2/ Sur les dépens et sur l’application de l’article 700 du code de procédure civile
La SAS MBS INTERNATIONAL IMMOBILIER et Monsieur [M] [P] [U], parties succombantes, supporteront in solidum les entiers dépens de la présente instance, en ce compris le coût du commandement de payer du 26 mars 2025 et de la dénonce de cet acte à la caution en date du 6 juin 2025, conformément aux dispositions de l’article 696 du code de procédure civile.

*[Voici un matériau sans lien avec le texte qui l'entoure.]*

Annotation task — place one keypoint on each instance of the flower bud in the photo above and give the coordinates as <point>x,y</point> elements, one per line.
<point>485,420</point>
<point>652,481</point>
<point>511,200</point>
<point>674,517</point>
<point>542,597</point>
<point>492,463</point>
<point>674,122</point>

Il serait inéquitable de laisser à la charge de Madame [H] [F] la charge des frais irrépétibles qu’elle a engagés et qui ne sont pas compris dans les dépens ; une indemnité de 1.500 € lui sera allouée sur le fondement de l’article 700 du code de procédure civile.
PAR CES MOTIFS
Le juge des référés, statuant après débats en audience publique, par ordonnance réputée contradictoire et en premier ressort, mise à la disposition des parties au greffe,
Au principal, tous droits et moyens des parties étant réservés ; vu l’urgence et les articles L 145-1 et suivants du code de commerce, 834 et 835 du code de procédure civile,
Constate la résiliation de plein droit, à compter du 27 avril 2025, du bail commercial liant Madame [H] [F], bailleresse, à la SAS MBS INTERNATIONAL IMMOBILIER, locataire, par le jeu de la clause résolutoire rappelée dans les commandements délivrés par actes de commissaire de justice du 26 mars 2025 ;
Ordonne, à défaut de libération volontaire, l’expulsion de la SAS MBS INTERNATIONAL IMMOBILIER des locaux commerciaux sis [Adresse 5] à [Localité 9], ainsi que de tous occupants et biens de son chef, avec au besoin le concours de la force publique en application de l’article R 153-1 du code des procédures civiles d’exécution et l’aide d’un serrurier, dans le mois de la signification de la présente ordonnance ;
Dit que les meubles et objets mobiliers se trouvant sur place donneront lieu à l’application des dispositions des articles L 433-1 et R 433-1 du codes des procédures civiles d’exécution ;
Fixe le montant de l’indemnité provisionnelle d’occupation mensuelle à la somme de 671,17 € incluant les charges, à compter du 27 avril 2025 et jusqu’au départ effectif des lieux de la SAS MBS INTERNATIONAL IMMOBILIER ;
Condamne solidairement la SAS MBS INTERNATIONAL IMMOBILIER et Monsieur [M] [P] [U] à payer cette indemnité d’occupation provisionnelle à Madame [H] [F] ;
Condamne solidairement la SAS MBS INTERNATIONAL IMMOBILIER et Monsieur [M] [P] [U] à payer à Madame [H] [F] la somme provisionnelle de 10.800 €, somme arrêtée au 23 juin 2025 ;
Dit que cette somme produira intérêts au taux légal :
en ce qui concerne la SAS MBS INTERNATIONAL IMMOBILIER, à compter du 26 mars 2025, date du commandement de payer, dans la limite de la somme de 8.742,58 €, et à compter du 7 juillet 2025, date de délivrance de l’assignation, pour le surplus,en ce qui concerne Monsieur [M] [P] [U], à compter du 6 juin 2025, date de la dénonce du commandement de payer, dans la limite de la somme de 8.742,58 €, et à compter du 7 juillet 2025, date de délivrance de l’assignation, pour le surplus ;
Condamne solidairement la SAS MBS INTERNATIONAL IMMOBILIER et Monsieur [M] [P] [U] à payer à Madame [H] [F] la somme provisionnelle de 1.080 € au titre de la clause pénale stipulée dans le bail ;
Dit que le dépôt de garantie de 540 € versé lors de la signature du bail restera acquis à Madame [H] [F] à titre de premiers dommages et intérêts ;
Condamne la SAS MBS INTERNATIONAL IMMOBILIER et Monsieur [M] [P] [U] in solidum aux entiers dépens, qui comprendront le coût du commandement de payer du 26 mars 2025 et de la dénonce de cet acte à la caution en date du 6 juin 2025, en application de l’article 696 du code de procédure civile ;
Condamne la SAS MBS INTERNATIONAL IMMOBILIER et Monsieur [M] [P] [U] in solidum à payer à Madame [H] [F] une indemnité de 1.500 € au titre de l’article 700 du code de procédure civile.